The owner of a California medical marijuana grow and dispensary is proposing to pay $1.3 million in back taxes to the city of San Jose, but with a caveat – the money must be classified as a “contribution or collection of membership fees,” not as taxes.
MediMarts’ lawyer argues the venture is a co-op and doesn’t sell marijuana. Rather, MediMarts’ members are co-owners who share the company’s cannabis among themselves. Members must possess a free membership to MediMarts, which requires proof of California residency and a doctor’s recommendation for medical marijuana.
The case raises questions about the treatment of MMJ co-ops in California and elsewhere.

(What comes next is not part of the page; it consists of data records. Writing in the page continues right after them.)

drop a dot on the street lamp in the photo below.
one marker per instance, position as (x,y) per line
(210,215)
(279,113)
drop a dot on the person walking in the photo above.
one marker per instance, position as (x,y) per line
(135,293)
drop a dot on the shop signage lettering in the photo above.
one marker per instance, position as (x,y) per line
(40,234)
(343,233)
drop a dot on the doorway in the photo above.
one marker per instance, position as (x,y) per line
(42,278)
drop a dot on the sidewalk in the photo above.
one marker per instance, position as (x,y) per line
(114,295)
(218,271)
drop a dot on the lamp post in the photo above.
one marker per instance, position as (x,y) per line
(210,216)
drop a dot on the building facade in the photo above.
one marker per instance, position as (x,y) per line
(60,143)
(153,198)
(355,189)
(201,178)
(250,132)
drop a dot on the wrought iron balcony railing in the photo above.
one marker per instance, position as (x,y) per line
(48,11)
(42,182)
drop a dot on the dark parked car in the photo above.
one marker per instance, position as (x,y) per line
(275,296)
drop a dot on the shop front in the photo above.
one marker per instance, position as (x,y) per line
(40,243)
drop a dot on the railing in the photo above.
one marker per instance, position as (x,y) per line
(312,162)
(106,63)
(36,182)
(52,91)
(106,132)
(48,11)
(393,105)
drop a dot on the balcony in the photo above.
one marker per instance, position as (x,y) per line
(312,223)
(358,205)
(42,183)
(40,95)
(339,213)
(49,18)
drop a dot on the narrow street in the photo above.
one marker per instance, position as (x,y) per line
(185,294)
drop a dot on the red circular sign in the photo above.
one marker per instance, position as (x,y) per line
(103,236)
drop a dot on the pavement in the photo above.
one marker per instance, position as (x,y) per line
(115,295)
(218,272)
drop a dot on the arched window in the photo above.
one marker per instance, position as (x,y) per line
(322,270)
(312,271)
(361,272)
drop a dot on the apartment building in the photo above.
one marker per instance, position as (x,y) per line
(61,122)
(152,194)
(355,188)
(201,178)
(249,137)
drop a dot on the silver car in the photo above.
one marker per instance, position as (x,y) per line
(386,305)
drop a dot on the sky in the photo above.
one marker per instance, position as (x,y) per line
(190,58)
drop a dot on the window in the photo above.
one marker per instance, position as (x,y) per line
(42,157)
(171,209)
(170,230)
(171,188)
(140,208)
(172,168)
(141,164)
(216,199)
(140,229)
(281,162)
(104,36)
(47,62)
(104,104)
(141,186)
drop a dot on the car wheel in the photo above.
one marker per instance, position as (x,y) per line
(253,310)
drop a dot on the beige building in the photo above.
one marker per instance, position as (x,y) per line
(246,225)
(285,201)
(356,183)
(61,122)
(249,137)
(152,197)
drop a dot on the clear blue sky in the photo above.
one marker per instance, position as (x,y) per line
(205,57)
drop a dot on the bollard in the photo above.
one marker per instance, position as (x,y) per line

Under the deal he has floated to San Jose officials, Armstrong also wants MediMarts to be exempt from city inspections.
“Our position is that if the tax were worded differently – if it were for different reasons – then there’s no problem,” Dania Alvarenga, a lawyer for MediMarts, told NBC Bay Area. “This has the word ‘sales’ is in there. The word ‘business’ is in there, so it’s a matter of characterization and a matter of what it’s for.”
San Jose officials haven’t accepted or rejected MediMarts’ offer but said the proposal was risky because it might seem as if the city was allowing the dispensary to play by different rules than other dispensaries.